24 de jan. de 2023, 09:13
— Lusa/AO Online
“Creio
mesmo que o avanço da extrema-direita da Europa é uma doença, é uma
doença que progride, que enfraquece e que pode ser fatal para a
democracia liberal com o forte cunho social que é a democracia
europeia”, declarou Augusto Santos Silva. O
presidente da Assembleia da República discursava na conferência “Não
passarão! O imperativo do combate aos extremistas de direita!”, que
decorreu hoje no ISCTE, em Lisboa, e que foi organizada pelo PS em
conjunto com a Fundação Europeia para os Estudos Progressistas (FEPS) e o
Instituto Karl-Renner. Neste discurso,
Santos Silva quis propor “dez remédios eficazes” para travar a “doença”

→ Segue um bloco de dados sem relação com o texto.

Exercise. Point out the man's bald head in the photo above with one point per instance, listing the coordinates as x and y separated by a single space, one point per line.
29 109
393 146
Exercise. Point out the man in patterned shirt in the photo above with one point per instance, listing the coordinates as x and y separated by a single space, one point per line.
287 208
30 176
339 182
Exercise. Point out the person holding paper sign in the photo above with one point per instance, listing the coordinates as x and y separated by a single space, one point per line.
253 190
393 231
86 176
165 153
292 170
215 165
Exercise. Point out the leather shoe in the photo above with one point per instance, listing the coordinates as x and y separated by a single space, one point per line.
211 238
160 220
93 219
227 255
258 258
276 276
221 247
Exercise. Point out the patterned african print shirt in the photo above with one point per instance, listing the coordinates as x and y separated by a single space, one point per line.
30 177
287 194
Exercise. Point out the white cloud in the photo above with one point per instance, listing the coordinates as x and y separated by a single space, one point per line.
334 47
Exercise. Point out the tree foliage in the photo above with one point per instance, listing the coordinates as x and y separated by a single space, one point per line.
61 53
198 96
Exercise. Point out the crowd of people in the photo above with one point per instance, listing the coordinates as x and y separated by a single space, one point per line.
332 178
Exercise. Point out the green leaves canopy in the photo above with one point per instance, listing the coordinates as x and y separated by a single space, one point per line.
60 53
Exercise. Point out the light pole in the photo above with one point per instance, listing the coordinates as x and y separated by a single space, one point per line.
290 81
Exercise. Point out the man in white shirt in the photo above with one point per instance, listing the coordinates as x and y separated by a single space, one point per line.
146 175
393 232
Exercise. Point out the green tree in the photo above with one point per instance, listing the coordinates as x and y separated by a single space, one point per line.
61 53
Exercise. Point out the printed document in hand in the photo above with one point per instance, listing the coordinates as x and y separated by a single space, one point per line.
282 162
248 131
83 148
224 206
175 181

do extremismo de direita e procurar “curar as sociedades do seu vírus”.Como
primeiro remédio, o presidente do parlamento destacou que o foco do
combate deve estar “claramente na extrema-direita”, tanto devido a uma
“razão tática” - “é a extrema-direita e não a extrema-esquerda que está a
crescer” -, mas também por considerar que a equivalência entre os
extremismos de esquerda e de direita “é falsa”. “A
extrema-esquerda não pratica a xenofobia, não usa o ultranacionalismo,
não usa a homofobia, não nega as regras democráticas, não é
anti-pluralista, não é antirracionalista, e portanto não é possível
estabelecer nenhuma espécie de equivalência entre os dois extremos”,
sustentou. Apesar disso, Santos Silva
sublinhou que também não se deve ignorar “o populismo que alimenta a
extrema-direita”, salientando que esse tipo de movimento está presente
em vários movimentos que "praticam violência urbana" e "degradam o uso
das greves", apagando "as fronteiras com a extrema-direita" e permitindo
"a circulação entre os dois extremos”. No
que se refere ao papel que a “esquerda democrática” deve desempenhar no
combate à extrema-direita, o presidente do parlamento preconizou que
essas forças partidárias devem ser “intransigentes” com os extremismos
de direita. “Essa demarcação clara da
esquerda democrática face à extrema-direita, contrasta, em vários países
europeus e incluindo em Portugal, com a tolerância e até alguma
cumplicidade que a direita democrática, a direita clássica ou o
centro-direita, vem manifestando para com a extrema-direita”, sublinhou,
numa alusão ao PSD, a que nunca se referiu explicitamente.O
presidente do parlamento considerou que a esquerda democrática deve
“denunciar o populismo onde quer que ele exista” e, numa ‘farpa’ ao
Partido Socialista francês - que, nas últimas eleições legislativas
francesas, se coligou com o partido radical de esquerda França
Insubmissa -, considerou que, “sempre que a esquerda democrática dilui a
sua autonomia política em qualquer amálgama de insubmissos, está a
perder terreno face à extrema-direita”. Apesar
deste denuncia do populismo, Santos Silva defendeu que o combate
"intransigente" com os "líderes e as forças políticas extremistas" não
deve significar que se deva igualmente combater o seu eleitorado. “Uma
grande parte da força do extremismo hoje vem de perceções e de
sentimentos populares de medo, de insegurança, de frustração, e esses
sentimentos não podem ser negados e têm de ser compreendidos”, defendeu.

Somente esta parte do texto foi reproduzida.